I somehow think that, this is not the correct way because strlen has to iterate over the characters to get the length. So this operation will have a O(n) complexity.
You are right read Joel Spolsky on why C-strings suck. There are few ways around it. The ways include either not using C strings (for example use Pascal strings and create your own library to handle them), or not use C (use say C++ which has a string class - which is slow for different reasons, but you could also write your own to handle Pascal strings more easily than in C for example)
Regarding adding a char to a C string; a C string is simply a char array with a nul terminator, so long as you preserve the terminator it is a string, there's no magic.

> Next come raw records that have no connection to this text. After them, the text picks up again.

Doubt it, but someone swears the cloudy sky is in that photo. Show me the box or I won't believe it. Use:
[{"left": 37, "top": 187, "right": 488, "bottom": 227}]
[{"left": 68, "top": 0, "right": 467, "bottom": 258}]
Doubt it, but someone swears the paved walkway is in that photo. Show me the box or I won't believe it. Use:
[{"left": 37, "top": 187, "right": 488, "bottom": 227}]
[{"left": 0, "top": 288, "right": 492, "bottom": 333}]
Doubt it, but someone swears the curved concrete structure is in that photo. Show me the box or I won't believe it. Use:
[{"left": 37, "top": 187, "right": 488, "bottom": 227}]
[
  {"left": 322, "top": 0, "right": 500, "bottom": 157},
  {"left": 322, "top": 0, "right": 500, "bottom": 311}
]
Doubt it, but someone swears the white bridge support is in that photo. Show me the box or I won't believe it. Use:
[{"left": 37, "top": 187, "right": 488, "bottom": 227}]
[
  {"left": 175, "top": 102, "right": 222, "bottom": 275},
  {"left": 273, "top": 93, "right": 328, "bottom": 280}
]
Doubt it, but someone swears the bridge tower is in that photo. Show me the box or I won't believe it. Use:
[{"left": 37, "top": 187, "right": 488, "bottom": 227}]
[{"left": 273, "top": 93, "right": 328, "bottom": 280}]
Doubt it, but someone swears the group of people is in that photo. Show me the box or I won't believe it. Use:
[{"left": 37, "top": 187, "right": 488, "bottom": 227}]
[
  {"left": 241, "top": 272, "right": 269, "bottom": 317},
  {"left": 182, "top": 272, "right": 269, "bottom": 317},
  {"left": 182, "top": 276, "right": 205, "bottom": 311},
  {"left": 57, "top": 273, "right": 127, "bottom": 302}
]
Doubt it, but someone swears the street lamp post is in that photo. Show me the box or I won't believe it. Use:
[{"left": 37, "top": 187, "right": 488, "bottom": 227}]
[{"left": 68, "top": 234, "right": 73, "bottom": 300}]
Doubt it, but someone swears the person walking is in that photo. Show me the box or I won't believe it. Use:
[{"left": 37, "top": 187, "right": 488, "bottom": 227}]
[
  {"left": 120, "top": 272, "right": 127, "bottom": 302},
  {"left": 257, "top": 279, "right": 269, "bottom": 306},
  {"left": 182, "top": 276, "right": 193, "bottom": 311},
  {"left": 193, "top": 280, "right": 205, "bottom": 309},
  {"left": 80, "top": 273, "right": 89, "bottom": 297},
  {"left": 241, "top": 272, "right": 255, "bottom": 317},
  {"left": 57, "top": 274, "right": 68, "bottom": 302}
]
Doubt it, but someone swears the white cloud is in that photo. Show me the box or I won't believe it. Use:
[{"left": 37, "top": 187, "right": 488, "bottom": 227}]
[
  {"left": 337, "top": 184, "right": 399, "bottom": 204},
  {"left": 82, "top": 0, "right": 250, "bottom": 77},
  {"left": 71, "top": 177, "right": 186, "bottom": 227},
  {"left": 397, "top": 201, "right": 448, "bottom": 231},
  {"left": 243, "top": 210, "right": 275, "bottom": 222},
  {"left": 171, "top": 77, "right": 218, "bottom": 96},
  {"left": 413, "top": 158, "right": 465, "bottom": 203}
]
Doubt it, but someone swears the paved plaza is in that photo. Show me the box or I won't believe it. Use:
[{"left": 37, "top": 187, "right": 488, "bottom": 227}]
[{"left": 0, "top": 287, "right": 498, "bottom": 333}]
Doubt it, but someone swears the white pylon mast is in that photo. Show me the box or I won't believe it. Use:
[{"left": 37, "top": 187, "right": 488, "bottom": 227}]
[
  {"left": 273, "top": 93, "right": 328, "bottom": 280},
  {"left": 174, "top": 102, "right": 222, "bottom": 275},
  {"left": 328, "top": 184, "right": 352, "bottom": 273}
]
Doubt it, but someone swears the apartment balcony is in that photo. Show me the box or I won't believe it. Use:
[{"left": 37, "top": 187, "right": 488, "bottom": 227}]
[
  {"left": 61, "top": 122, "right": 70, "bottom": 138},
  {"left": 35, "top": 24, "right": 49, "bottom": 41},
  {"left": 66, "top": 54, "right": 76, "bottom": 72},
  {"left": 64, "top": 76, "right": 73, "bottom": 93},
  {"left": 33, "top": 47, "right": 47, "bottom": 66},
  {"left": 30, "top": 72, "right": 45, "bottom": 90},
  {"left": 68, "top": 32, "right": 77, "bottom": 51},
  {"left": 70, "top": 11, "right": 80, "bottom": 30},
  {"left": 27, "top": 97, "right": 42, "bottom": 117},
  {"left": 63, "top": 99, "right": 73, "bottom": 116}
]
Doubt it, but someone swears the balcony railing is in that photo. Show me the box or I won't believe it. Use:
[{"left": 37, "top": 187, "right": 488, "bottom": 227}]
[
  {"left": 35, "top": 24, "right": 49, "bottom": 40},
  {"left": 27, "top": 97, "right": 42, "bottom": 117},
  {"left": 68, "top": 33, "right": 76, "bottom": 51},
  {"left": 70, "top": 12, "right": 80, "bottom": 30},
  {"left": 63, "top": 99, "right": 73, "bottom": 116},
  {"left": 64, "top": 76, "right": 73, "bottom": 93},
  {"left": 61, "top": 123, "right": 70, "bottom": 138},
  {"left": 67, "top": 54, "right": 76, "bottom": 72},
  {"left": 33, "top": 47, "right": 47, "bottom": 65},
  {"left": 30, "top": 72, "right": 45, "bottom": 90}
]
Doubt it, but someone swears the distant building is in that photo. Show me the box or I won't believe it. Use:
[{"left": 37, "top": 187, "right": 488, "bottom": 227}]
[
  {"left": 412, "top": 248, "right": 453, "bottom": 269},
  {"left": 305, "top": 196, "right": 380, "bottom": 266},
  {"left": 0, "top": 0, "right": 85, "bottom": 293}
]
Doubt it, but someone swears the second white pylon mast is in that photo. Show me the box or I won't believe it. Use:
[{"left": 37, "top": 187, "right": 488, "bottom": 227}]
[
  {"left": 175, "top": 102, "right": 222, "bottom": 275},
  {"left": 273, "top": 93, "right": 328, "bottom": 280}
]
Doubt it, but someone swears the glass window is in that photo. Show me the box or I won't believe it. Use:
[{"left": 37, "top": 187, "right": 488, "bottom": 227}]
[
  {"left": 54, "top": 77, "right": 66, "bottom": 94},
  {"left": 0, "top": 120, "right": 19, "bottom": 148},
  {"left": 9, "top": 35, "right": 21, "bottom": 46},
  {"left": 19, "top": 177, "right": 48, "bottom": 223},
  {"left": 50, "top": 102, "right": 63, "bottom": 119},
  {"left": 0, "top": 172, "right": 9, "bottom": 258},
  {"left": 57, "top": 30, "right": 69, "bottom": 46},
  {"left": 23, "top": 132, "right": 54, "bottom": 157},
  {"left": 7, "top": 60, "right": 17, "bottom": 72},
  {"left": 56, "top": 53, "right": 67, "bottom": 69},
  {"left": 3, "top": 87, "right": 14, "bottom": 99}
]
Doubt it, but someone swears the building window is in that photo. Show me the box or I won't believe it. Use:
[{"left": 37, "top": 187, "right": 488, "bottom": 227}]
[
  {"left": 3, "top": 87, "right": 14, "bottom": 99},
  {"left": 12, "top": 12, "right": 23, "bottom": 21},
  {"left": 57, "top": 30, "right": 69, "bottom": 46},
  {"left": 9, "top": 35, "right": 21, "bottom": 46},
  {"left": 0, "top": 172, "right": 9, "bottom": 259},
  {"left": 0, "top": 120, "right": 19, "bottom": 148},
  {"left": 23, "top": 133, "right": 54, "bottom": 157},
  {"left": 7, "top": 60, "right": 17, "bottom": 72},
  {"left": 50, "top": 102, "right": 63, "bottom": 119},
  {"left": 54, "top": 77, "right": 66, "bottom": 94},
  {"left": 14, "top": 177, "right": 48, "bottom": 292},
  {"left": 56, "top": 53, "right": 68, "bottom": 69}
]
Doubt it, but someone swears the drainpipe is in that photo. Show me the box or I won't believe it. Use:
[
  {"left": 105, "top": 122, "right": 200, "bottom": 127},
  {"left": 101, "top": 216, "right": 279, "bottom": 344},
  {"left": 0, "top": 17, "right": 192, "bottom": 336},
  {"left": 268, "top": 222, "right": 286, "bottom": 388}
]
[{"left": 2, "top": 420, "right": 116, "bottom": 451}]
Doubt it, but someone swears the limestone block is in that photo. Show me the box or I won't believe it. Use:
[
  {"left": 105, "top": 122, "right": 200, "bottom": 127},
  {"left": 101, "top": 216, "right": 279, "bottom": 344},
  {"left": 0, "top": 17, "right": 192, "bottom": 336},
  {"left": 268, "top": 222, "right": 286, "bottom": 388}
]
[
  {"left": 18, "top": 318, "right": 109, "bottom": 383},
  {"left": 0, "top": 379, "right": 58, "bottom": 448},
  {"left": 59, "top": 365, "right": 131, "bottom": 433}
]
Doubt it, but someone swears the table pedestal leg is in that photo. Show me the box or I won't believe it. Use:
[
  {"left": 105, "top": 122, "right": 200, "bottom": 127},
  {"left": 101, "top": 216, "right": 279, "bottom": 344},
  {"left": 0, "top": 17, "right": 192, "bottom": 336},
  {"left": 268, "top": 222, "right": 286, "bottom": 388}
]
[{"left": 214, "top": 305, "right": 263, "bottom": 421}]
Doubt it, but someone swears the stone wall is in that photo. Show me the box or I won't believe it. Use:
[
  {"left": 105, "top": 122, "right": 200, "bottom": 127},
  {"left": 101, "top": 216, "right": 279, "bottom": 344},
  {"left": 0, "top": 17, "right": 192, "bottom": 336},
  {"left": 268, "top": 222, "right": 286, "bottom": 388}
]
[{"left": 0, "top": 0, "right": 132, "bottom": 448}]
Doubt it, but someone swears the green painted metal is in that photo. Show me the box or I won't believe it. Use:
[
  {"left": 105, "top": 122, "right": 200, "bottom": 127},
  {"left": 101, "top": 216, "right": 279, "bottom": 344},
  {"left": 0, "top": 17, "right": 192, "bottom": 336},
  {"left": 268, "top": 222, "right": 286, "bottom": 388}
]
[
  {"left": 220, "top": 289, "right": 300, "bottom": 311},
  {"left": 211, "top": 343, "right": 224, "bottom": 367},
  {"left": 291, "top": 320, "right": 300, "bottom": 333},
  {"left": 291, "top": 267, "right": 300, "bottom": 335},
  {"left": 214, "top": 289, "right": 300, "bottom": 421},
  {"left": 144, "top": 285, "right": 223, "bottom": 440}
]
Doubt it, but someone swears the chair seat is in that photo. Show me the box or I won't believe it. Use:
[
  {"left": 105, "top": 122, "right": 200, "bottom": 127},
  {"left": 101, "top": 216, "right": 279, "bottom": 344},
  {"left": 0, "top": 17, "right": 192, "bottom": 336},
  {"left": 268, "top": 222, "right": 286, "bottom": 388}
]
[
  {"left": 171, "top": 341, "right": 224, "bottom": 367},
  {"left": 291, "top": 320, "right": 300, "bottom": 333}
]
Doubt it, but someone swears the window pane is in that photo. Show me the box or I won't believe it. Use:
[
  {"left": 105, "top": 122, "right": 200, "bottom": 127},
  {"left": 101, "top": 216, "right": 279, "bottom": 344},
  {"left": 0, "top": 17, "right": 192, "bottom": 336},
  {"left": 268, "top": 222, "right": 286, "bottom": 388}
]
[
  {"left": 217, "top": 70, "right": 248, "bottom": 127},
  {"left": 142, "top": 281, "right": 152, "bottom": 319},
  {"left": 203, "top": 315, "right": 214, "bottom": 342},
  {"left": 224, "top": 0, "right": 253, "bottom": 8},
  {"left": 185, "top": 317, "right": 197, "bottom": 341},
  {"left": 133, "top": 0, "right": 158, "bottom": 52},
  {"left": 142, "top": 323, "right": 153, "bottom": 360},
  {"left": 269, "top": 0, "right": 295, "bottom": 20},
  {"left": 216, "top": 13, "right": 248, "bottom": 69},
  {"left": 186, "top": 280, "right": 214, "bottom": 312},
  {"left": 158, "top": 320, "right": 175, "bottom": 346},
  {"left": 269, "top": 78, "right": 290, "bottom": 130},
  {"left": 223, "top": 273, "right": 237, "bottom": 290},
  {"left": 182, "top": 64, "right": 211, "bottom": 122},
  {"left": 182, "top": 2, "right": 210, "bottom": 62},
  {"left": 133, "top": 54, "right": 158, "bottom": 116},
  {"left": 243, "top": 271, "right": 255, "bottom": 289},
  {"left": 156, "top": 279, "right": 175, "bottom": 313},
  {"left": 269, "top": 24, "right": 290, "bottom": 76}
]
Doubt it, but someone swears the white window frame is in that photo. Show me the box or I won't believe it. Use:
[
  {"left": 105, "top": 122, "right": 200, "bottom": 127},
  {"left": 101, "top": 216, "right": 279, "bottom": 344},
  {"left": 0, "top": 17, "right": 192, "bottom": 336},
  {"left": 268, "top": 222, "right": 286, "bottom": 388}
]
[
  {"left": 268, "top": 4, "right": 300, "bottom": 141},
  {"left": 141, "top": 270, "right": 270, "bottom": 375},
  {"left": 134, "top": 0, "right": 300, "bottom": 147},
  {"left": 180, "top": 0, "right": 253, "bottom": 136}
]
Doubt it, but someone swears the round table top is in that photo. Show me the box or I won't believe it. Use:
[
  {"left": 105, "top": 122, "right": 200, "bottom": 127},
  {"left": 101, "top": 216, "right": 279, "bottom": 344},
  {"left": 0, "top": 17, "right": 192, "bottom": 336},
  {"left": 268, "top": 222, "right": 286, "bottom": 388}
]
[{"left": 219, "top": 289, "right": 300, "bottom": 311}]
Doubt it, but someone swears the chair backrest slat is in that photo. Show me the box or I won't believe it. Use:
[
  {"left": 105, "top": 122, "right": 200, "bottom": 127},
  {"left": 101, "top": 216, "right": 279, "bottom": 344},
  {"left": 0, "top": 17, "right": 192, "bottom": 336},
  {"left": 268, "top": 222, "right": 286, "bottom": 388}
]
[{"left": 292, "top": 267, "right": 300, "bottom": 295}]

char* straddch( char* str, char ch )
{
char* end = &str[strlen(str)] ;
*end = ch ;
end++ ;
*end = 0 ;
return str ;
}
Just like strcat(), you have to know that the array that str is created in is long enough to accommodate the longer string, the compiler will not help you. It is both inelegant and unsafe.
If I am concatenating two null
terminated strings, will strcat append
two null terminating characters to the
resultant string?
No, just one, but what ever follows that may just happen to be nul, or whatever happened to be in memory. Consider the following equivalent:
char* my_strcat( char* s1, const char* s2 )
{
strcpy( &str[strlen(str)], s2 ) ;
}
the first character of s2 overwrites the terminator in s1.
In the above code,delimiter is a local
variable which gets destroyed after
foo returned. Is it OK to append it to
variable output?
In your example delimiter is not a string, and initialising a pointer with a char makes no sense. However if it were a string, the code would be fine, strcat() copies the data from the second string, so the lifetime of the second argument is irrelevant. Of course you could in your example use a char (not a char*) and the straddch() function suggested above.